A second approach is to look ever more carefully during our preoperative examination for symptoms and signs of ocular surface disease, corneal pathology and macular/retinal disease and then order those tests appropriate to the diagnosis. This is the approach chosen by most ophthalmologists, but those of us who do premium IOLs know that even with increased vigilance we miss important findings, including atypical topography, early keratoconus and subtle macular changes such as mild epiretinal membranes.

This has led a few practices to create a third premium channel and offer patients advanced preoperative diagnostic testing at the patient’s request for a fee. The patients are advised of the opportunity and potential benefits in the same fashion and at the same time they are offered astigmatism correction or astigmatism and presbyopia correction. We have recently adopted this approach in our practice. This offering requires thoughtful consideration and consultation with legal and reimbursement representatives before adoption, and full disclosure and transparency regarding the costs and potential benefits to patients are mandatory.

An Advanced Beneficiary Notice signed by the patient and housed in the chart is highly recommended. Increasing patient-shared responsibility for the costs of the highest quality care is becoming a fact of life in modern medical care delivery in the U.S. and, for that matter, around the world. This is another example of that trend.
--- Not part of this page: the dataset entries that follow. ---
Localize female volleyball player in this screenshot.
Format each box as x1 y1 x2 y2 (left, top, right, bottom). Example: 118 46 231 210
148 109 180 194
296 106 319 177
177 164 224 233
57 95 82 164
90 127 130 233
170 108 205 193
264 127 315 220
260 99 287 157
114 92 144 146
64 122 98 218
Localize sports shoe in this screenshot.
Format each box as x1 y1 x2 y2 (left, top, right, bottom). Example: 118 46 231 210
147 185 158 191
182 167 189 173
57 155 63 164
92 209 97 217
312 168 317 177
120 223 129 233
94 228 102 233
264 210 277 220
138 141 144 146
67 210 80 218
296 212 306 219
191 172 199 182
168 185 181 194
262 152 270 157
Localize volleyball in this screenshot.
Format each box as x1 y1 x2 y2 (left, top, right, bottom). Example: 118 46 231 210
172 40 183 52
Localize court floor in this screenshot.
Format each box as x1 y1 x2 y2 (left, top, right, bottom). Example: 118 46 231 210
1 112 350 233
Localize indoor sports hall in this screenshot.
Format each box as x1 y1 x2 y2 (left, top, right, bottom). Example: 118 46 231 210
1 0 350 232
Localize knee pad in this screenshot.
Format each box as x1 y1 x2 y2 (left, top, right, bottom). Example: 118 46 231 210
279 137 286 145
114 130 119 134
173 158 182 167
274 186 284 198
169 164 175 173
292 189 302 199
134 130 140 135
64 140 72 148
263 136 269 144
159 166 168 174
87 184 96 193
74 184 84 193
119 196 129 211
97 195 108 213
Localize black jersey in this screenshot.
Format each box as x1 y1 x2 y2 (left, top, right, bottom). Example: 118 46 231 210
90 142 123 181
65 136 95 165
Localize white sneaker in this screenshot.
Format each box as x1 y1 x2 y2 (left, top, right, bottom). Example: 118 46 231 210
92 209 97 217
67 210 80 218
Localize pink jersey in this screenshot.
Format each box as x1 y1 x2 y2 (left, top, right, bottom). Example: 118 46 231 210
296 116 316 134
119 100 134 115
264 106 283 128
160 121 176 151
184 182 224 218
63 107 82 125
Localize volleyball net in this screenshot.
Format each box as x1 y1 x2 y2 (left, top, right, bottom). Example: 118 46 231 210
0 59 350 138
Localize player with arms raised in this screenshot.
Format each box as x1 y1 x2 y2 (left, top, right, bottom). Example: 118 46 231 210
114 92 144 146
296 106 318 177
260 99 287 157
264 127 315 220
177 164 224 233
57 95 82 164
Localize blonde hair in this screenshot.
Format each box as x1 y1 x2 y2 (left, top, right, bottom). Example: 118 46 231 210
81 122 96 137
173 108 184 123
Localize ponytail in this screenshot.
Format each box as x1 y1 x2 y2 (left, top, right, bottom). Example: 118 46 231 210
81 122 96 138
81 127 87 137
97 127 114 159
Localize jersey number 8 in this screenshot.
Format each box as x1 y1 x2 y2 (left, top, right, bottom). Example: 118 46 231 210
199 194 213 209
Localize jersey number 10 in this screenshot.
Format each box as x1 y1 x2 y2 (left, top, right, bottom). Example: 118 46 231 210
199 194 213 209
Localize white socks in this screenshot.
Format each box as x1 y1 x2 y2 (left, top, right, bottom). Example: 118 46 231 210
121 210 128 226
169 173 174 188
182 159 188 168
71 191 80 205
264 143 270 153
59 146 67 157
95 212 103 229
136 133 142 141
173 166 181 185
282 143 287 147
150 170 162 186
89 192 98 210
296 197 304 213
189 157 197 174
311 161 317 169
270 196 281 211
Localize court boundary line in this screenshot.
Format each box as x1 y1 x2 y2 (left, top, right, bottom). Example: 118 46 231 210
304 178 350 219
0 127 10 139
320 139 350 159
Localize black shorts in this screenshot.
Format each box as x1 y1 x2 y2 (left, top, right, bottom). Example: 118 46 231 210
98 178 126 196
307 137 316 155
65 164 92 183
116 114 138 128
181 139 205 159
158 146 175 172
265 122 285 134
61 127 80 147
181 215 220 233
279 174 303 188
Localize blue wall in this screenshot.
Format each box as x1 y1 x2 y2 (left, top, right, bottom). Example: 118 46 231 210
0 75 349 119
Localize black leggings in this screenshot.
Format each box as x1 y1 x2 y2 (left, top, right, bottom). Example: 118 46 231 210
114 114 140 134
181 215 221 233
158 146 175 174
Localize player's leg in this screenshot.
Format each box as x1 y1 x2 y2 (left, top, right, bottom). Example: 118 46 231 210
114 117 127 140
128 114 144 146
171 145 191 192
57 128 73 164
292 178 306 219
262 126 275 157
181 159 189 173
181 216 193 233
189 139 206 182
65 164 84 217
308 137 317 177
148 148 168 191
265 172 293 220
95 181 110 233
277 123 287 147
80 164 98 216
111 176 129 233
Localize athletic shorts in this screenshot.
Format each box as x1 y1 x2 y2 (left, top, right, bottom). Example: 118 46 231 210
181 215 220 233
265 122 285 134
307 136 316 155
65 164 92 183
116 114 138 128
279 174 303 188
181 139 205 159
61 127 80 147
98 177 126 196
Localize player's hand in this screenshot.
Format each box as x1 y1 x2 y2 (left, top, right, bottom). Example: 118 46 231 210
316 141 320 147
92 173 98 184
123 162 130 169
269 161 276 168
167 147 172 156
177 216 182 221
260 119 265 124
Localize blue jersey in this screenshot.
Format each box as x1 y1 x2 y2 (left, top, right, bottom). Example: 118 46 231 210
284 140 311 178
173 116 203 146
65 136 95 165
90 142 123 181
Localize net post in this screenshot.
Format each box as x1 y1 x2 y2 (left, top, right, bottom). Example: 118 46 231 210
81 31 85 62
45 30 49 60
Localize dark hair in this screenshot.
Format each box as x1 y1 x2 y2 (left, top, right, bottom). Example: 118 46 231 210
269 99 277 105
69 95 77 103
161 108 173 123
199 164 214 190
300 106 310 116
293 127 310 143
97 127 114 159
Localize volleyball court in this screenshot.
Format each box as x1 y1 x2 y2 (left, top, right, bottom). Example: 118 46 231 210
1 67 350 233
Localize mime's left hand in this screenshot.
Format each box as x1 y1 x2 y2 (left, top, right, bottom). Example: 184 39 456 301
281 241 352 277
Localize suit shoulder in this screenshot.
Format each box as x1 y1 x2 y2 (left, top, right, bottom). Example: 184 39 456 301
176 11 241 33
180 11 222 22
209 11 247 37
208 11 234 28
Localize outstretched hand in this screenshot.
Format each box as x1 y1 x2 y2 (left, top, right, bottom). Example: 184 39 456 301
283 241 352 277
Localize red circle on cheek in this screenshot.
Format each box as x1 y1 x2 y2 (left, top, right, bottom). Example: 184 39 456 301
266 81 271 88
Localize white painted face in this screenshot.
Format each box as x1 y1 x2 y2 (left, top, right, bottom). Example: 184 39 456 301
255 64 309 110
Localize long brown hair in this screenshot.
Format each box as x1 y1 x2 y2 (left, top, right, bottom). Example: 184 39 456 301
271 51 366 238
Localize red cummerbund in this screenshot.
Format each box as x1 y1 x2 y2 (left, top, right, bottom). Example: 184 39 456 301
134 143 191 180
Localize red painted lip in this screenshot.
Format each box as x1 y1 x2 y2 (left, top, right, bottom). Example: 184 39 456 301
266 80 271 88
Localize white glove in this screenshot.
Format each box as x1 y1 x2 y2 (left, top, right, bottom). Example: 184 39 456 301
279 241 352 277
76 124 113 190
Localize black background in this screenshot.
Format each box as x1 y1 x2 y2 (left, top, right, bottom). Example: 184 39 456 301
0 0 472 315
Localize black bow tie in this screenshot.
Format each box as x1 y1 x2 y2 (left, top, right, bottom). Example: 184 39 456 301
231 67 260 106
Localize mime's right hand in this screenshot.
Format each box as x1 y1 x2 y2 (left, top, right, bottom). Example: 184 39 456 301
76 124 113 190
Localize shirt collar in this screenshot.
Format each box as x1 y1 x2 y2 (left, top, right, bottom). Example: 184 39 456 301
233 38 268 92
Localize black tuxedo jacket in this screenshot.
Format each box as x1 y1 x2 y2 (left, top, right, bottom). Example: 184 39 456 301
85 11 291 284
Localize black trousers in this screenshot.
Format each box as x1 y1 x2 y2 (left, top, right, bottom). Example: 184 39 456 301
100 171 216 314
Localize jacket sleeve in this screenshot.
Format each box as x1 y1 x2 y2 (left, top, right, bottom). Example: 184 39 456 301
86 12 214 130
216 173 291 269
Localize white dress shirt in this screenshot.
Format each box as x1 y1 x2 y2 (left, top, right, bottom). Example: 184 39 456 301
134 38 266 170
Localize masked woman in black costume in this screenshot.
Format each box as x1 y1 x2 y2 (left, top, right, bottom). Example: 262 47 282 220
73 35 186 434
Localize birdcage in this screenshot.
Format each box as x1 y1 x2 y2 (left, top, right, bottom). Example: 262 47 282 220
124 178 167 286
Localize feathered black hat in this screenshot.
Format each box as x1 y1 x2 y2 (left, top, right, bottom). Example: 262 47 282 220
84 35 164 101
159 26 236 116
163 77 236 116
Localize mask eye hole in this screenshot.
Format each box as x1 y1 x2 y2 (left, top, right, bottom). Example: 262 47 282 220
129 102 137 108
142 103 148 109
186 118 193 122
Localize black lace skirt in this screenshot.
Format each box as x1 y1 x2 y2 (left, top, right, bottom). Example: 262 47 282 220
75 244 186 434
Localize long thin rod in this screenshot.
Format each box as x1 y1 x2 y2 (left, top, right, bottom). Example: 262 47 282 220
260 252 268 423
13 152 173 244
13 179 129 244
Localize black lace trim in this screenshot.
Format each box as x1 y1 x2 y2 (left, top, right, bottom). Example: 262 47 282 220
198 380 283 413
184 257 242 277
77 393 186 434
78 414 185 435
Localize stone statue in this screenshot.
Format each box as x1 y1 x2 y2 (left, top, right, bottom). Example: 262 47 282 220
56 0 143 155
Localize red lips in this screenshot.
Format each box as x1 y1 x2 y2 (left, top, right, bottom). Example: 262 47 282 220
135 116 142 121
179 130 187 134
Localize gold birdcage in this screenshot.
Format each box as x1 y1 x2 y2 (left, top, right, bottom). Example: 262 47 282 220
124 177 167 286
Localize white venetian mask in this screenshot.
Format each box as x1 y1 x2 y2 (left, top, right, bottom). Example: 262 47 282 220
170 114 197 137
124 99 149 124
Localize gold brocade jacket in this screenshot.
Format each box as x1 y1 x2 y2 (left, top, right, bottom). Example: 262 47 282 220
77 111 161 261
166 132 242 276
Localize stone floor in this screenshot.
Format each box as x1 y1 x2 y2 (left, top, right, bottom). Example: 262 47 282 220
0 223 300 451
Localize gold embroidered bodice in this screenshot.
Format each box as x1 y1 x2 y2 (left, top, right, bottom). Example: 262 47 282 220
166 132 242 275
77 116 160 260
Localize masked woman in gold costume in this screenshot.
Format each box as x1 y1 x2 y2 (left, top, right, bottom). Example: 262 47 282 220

I believe the only way the highest quality care can remain available in our country is through patient-shared responsibility for some of the costs. In the next decade, I expect Medicare to transition from the current defined benefit plan to a defined contribution plan, as it was for the first 20 years of its existence from 1965 to 1985.

The alternative, as I look to the future, is a dismal scenario of continuous reduction in quality of care and even denial of care, the death of innovation, and increasingly stressed and even bankrupt government as the senior population continues to grow.

For now, we offer our patients the best care we can inside the current rules and regulations. In some cases, we simply give away the care when a patient in need cannot afford what is indicated. In others, in order to afford the free care delivered compassionately to those in need, we charge those who can afford to pay extra for a premium outcome when they desire it. Far from a perfect system, but it is the nature of practice today.